C’est le «Far West» dans le domaine des consultants en immigration

S’attaquer aux consultants «sans scrupules» d’abord
photo adobe stock


OTTAWA | Le gouvernement fédéral promet de s’attaquer aux consultants illégaux en immigration qui contrôlent une partie de l’industrie du tourisme obstétrique après les avoir laissés prendre racine au pays.

Le Journal rapportait hier qu’environ une femme étrangère accouche chaque jour au Québec après avoir fait des milliers de kilomètres pour donner naissance ici dans un seul but : offrir la citoyenneté canadienne à son enfant.

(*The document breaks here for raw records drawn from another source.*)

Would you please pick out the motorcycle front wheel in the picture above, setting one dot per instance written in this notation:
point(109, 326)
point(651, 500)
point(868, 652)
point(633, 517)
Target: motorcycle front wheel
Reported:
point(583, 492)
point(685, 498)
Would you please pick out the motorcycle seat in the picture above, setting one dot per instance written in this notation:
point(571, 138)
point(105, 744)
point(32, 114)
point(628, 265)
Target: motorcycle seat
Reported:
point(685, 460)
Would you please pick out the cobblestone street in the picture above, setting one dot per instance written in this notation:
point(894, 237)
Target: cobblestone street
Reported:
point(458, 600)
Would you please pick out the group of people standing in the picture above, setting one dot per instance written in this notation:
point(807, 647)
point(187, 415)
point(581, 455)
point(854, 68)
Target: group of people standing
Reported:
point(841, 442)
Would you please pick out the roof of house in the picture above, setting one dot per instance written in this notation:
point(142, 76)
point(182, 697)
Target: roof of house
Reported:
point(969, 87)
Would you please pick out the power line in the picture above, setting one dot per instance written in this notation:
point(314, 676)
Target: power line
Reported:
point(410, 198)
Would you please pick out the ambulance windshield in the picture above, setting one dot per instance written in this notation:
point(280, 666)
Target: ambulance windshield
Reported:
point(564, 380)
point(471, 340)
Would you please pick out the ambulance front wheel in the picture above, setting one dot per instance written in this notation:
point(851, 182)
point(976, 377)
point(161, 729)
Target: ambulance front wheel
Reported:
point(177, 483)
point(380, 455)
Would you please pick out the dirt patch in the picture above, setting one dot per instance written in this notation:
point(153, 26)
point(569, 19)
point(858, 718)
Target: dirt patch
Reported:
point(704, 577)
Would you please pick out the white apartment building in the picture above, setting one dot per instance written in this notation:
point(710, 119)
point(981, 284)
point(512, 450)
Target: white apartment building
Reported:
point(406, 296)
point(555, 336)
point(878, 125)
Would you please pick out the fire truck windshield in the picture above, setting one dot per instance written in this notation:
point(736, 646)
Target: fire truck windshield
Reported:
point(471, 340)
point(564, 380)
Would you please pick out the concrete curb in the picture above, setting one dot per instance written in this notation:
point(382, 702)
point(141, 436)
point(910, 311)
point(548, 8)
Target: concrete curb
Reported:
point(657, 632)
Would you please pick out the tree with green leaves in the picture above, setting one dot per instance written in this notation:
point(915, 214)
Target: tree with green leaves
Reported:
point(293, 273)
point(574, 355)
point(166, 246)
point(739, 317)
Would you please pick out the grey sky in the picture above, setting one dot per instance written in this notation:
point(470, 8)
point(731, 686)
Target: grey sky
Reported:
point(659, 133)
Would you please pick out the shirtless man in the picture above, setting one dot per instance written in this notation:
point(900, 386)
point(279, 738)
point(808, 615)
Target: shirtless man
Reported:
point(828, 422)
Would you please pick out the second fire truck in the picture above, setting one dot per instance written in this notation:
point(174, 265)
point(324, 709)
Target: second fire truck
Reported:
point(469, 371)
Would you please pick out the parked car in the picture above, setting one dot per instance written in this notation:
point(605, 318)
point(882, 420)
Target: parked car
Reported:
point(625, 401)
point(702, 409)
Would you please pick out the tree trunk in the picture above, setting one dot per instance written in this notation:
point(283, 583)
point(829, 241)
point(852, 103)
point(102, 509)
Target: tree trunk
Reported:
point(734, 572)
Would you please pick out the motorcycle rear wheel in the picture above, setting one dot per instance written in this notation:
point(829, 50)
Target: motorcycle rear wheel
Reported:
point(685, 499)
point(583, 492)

Le Canada et les États-Unis font partie des rares pays riches où il est encore possible d’obtenir la citoyenneté ainsi. Ce phénomène des « bébés passeport » est en pleine explosion au pays.

Certains des consultants auxquels ces mères étrangères ont recours font partie intégrante du stratagème (surtout localisé à Vancouver) permettant à des femmes — principalement chinoises — de venir accoucher ici en se faisant passer pour de simples touristes.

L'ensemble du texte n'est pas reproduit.